The Phillies crushed the Marlins last night, 14-2, and Raul Ibanez capped the scoring with his 10th homer of the season.
The Phillies have two players — Ryan Howard (18) and Ibanez — with 10 or more homers entering the All-Star break. If Shane Victorino, who has nine homers, does not play before the break, or if he plays and does not hit a home run, the Phillies will have only two players with 10 or more homers at the break for the first time since 2002:
- 2010: Ryan Howard (17), Shane Victorino (14), Jayson Werth (13) and Chase Utley (11).
- 2009: Howard (22), Raul Ibanez (22), Utley (20) and Werth (20).

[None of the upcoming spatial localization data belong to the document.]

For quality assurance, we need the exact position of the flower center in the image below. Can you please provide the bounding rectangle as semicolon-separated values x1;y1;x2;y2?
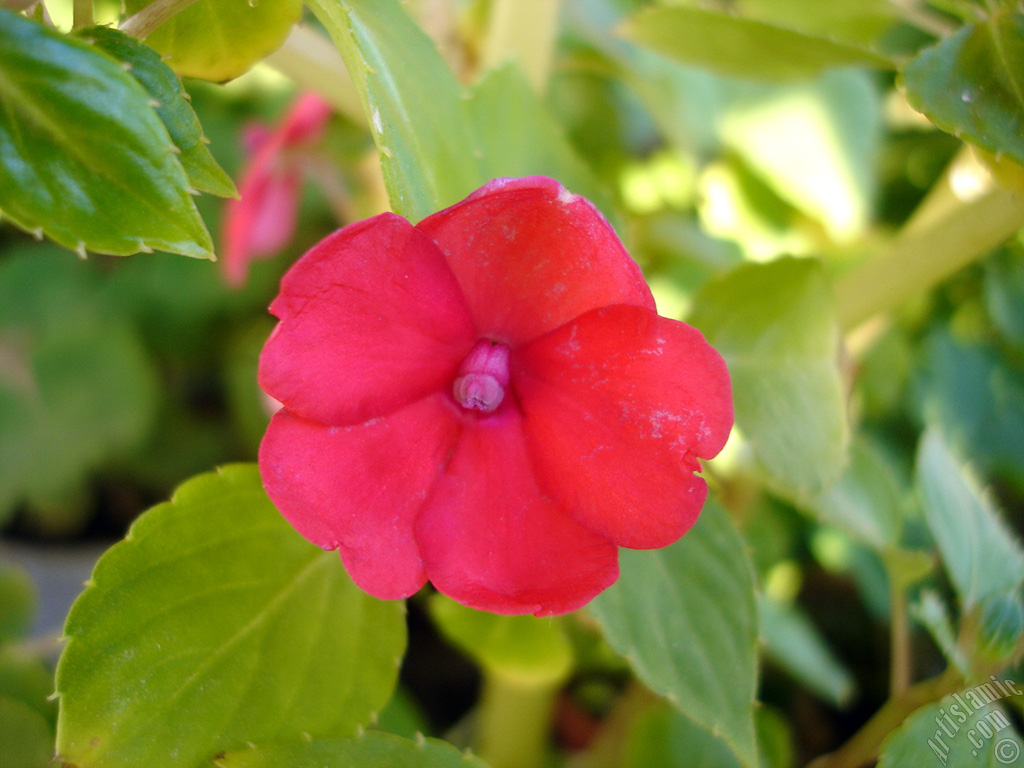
453;339;511;413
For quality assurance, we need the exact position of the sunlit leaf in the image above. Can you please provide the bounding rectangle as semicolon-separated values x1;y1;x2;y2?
589;499;760;768
622;5;894;81
0;10;213;258
689;258;848;496
123;0;302;82
216;732;491;768
78;26;237;198
56;465;406;768
902;14;1024;167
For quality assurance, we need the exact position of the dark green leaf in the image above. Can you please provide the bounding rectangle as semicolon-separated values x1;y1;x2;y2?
689;258;848;496
0;561;36;642
123;0;302;82
56;465;406;768
0;697;53;768
758;595;855;707
624;703;742;768
304;0;483;221
902;14;1024;167
621;6;894;81
216;732;491;768
916;430;1024;610
0;10;213;257
589;499;760;768
78;26;237;198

- 2008: Howard (28), Utley (25), Pat Burrell (23), Pedro Feliz (12) and Werth (12)
- 2007: Howard (21), Jimmy Rollins (16), Utley (15), Burrell (11), Aaron Rowand (11) and Victorino (11).

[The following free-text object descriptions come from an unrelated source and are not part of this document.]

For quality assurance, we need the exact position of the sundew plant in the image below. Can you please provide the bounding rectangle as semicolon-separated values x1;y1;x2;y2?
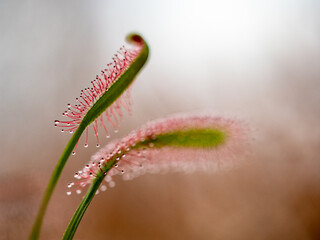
30;33;248;240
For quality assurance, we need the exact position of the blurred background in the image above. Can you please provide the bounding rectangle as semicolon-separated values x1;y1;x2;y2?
1;0;320;239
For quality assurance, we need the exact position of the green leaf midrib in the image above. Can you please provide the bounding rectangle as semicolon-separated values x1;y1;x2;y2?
138;128;226;149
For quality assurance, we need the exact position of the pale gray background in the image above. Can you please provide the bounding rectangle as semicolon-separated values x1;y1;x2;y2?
0;0;320;239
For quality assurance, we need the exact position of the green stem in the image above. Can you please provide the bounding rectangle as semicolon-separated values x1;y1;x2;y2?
29;34;149;240
62;145;144;239
30;124;85;240
62;158;117;240
62;141;150;240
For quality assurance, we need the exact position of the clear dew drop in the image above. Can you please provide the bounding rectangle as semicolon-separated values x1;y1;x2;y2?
96;144;100;148
76;189;82;194
69;130;73;134
105;175;112;182
106;134;110;138
100;185;107;191
84;143;88;148
114;129;119;133
123;174;130;181
109;181;116;188
66;191;71;196
67;182;74;188
72;151;76;155
95;190;100;195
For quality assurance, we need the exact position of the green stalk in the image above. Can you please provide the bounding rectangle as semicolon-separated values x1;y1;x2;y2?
30;33;149;240
62;157;117;240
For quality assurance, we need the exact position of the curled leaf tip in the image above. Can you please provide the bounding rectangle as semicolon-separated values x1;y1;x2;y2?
126;33;144;45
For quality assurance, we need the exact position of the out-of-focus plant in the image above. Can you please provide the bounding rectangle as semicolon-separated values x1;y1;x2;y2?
63;115;247;239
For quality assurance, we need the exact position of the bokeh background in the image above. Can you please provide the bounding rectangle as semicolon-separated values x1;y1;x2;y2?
1;0;320;239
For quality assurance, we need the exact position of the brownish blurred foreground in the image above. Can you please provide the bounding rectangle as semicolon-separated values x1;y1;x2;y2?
1;80;320;239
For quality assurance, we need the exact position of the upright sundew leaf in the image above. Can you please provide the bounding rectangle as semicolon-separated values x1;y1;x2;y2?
30;33;149;240
63;115;248;239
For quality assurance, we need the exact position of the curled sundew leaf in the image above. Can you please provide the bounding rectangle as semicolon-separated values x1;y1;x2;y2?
63;115;248;239
55;33;149;150
30;33;149;240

- 2006: Howard (28), Burrell (19) and Utley (16).
- 2005: Bobby Abreu (18), Burrell (17) and Utley (11).
- 2004: Jim Thome (28), Abreu (18), Burrell (15), David Bell (12) and Mike Lieberthal (11).
- 2003: Thome (23), Abreu (14) and Burrell (12).
- 2002: Burrell (22) and Scott Rolen (13).
Of course, on the flip side, the Phillies have two pitchers with 10 or more wins at the break — Roy Halladay (11) and Cole Hamels (10) — for the first time since 2003, when Kevin Millwood and Randy Wolf each had 10 wins. Now, if Cliff Lee can pick up his 10th win of the season Saturday, the Phillies will have three 10-game winners at the break for the first time since … ever. Well, I can only go as far back as 1950 with Stats Pass, but the Phillies were pretty awful from the first All-Star Game in 1933 through 1949. In fact, the Phillies only had six pitchers make the All-Star Game in that span.
What does this all mean? Not sure. I just know it took me a long time to look up.
Earlier this week I thought the Phillies might place Michael Martinez on waivers to make room for Shane Victorino, but it became more obvious they would option John Mayberry Jr. instead.
It became official today.
I’m not in Pittsburgh this weekend, but I’m guessing the reasoning is close to what I wrote yesterday: Mayberry will get very little playing time with Raul Ibanez in left field, Victorino in center field and Domonic Brown and Ben Francisco in right field. Mayberry might be the team’ second-best defensive outfielder (and one of the team’s better runners, too), but he has hit just .187 with three doubles, two homers and nine RBIs since April. He also has hit just .172 against left-handers in that stretch, which hurts his case to platoon in left or right field. Yes, Francisco has struggled. He has hit just .192 against left-handers this season. But here is the reality of the situation: Francisco is making $1.175 million. If Mayberry were hitting .300 against left-handers, I think it would have been a much more difficult decision. But unfortunately for Mayberry, his lack of production at the plate over the last month hurt him.
Got an e-mail from the folks at Sports Illustrated. In its latest player poll, current or former Phillies were named the three nicest guys in baseball. I couldn’t agree more about Thome. The guy is as genuine as they come. Ibanez is unfailingly polite. Good guy. Sweeney is a hugger.